# Freud Quadra-Cut Roundover Bit "Wow"



## patron (Apr 2, 2009)

thanks , this sounds like a winner !
how many bits do they make like this ?


----------



## JimBuchanan (Mar 25, 2009)

I'm glad you had a positive experience with these bits, too. They aren't cheap, but they perform so well it's worth it.


----------



## spanky46 (Feb 12, 2009)

Good to hear!


----------



## tenontim (Feb 24, 2008)

I was impressed with the 3 wing bits that are out, so I can imagine the cut you get from the 4 wing. Thanks for the review.


----------



## sbryan55 (Dec 8, 2007)

Pete, thanks for the review. I have not purchased a lot of bits from Freud but I have been looking at these and wondering if they performed as well as advertised. Based on your review I will have to add some of these to my collection of bits.


----------



## KentS (May 27, 2009)

I have that same bit and I love it. I would highly recommend it. Of course I used it in a Festool Router (Hand held)--I guess that's cheating, huh? I've used other quadra-cut bits in my "normal" routers, and they really are good (The bit, that is!)

patron, Looks like Freud makes about thirty-one bits right now in the Quadra-cut--12 profiles (different sizes of several of those) I'm sure they will be adding others as time goes on.


----------



## rob2 (Nov 27, 2007)

I tried the roman ogee. It replaced a high speed steel bit. What a huge step up. Wow do they cut fast and smooth!!! They are a very good buy.


----------



## a1Jim (Aug 9, 2008)

I have some there great.good review


----------



## softouch (Jun 20, 2009)

I have about 30 Freud bits and have been very happy with them all.
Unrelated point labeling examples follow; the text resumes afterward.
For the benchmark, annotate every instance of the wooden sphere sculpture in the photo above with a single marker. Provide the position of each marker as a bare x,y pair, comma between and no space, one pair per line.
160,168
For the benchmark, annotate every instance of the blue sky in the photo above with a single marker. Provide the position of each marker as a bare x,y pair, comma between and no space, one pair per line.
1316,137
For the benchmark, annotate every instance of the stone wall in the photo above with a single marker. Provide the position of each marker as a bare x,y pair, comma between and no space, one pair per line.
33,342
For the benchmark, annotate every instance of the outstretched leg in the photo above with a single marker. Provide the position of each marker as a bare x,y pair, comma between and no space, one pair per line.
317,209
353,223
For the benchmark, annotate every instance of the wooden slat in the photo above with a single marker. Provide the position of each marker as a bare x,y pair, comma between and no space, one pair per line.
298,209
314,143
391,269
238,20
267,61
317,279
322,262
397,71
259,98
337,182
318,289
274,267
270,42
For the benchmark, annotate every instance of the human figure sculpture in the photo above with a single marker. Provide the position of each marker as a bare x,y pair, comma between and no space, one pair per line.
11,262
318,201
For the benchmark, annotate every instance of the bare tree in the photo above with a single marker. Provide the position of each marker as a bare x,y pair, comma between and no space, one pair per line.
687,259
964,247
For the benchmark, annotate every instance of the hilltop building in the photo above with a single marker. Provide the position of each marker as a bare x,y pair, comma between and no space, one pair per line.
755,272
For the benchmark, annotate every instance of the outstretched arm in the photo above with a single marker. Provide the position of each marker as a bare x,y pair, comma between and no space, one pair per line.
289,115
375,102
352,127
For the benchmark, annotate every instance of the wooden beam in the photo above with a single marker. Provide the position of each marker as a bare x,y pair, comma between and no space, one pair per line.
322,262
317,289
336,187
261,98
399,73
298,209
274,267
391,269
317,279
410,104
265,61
I also have about 1/2 a dozen from Lee Valley … they too have been very good. Have used these on pine, walnut, cherry, cedar and maple. I usually have to sand the end grain for most profiles..


----------



## roman (Sep 28, 2007)

All wood that is "routed" needs sanding, regardless of the make, the feed speed, or the router

skipping sanding is just …............silly


----------



## EPB (Apr 7, 2009)

I have several of the Quadra bits now after my first experience with their reverse ogee bit. They do cost more but do such a good job and the sharp edge holds up.


----------